O estado com fim de satisfazer um interessa público, pode causar um dano, lesando um bem jurídico de terceiro. Essa conduta lesiva, através de um ato comissivo, enseja a responsabilidade objetiva do Estado, a qual consiste na reparação do dano que atingiu direito tutelado pelo ordenamento jurídico.

A responsabilidade objetiva encontra sustentação no Princípio da Igualdade. Esse preceito indica que o cidadão lesado não deve suportar sozinho o dano causado pelo estado em prol da coletividade. Nesse caso, não é necessário demonstrar o elemento subjetivo, isto é, aferir culpa ou dolo, pois tais hipóteses fogem da noção de responsabilidade objetiva, refletindo na responsabilidade subjetiva que exige sempre um comportamento ilícito.

Nesse sentido:

É verdade que em muitos casos a conduta estatal geradora do dano não haverá sido legítima, mas, pelo contrário, ilegítima. Sem embargo, não haverá razão, ainda aqui, para variar as condições de engajamento da responsabilidade estatal. Deveras, se a conduta legítima produtora de dano enseja responsabilidade objetiva, a fortiori deverá ensejá-la a conduta ilegítima causadora de lesão jurídica. É que tanto numa como noutra hipótese o administrado não tem como evadir à ação estatal. Fica à sua mercê, sujeito a um poder que investe sobre uma situação juridicamente protegida e a agrava. Saber-se, pois, se o Estado agiu ou não culposamente (ou dolosamente) é questão irrelevante. Relevante é a perda da situação jurídica protegida. Este só fato já é bastante para postular a reparação patrimonial (MELLO, 2014, p. 1030).

Assim, observa-se que, tratando-se de conduta comissiva, é necessário analisar a questão pelo polo passivo da relação, neste caso, em face do sujeito lesado em sua esfera juridicamente protegida.

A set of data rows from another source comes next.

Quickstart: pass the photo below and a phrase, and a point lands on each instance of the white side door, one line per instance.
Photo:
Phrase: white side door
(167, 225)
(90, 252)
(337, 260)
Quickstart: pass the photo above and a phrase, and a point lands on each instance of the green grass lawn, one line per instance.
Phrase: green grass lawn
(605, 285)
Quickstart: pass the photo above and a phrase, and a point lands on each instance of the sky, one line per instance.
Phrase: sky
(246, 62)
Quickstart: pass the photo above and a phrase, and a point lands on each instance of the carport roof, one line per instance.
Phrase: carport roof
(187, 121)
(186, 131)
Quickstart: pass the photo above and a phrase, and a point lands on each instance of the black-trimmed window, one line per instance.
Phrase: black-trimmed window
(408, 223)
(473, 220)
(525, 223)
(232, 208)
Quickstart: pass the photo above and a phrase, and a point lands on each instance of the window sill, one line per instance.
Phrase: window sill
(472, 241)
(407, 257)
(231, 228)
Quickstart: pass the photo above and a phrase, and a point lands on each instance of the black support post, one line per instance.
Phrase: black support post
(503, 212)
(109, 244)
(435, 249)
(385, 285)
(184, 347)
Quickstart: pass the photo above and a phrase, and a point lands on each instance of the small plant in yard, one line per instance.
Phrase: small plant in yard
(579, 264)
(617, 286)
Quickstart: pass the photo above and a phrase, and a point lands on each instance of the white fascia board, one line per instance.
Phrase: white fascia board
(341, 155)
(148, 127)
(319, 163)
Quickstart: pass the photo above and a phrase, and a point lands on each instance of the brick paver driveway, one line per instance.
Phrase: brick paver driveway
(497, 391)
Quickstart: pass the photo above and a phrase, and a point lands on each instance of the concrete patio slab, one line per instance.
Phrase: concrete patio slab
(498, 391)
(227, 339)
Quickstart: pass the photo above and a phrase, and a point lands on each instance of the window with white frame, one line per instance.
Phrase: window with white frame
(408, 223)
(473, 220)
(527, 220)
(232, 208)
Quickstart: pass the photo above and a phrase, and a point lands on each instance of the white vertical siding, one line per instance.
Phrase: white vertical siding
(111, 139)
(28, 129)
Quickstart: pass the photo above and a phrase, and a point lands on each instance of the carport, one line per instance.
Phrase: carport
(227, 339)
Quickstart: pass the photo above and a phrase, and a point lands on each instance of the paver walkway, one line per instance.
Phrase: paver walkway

Quando o Estado realiza obras de nivelamento de rua, naturalmente, algumas residências podem ficar em níveis mais elevados ou rebaixados em relação à via, o que gera uma desvalorização de imóveis. Essa desvalorização consiste em um dano gerado através de uma ação positiva do Estado. Do mesmo modo, quando procedimentos de apreensão de mercadorias são realizados fora das hipóteses legais, há lesão a terceiros ensejadora de reparação.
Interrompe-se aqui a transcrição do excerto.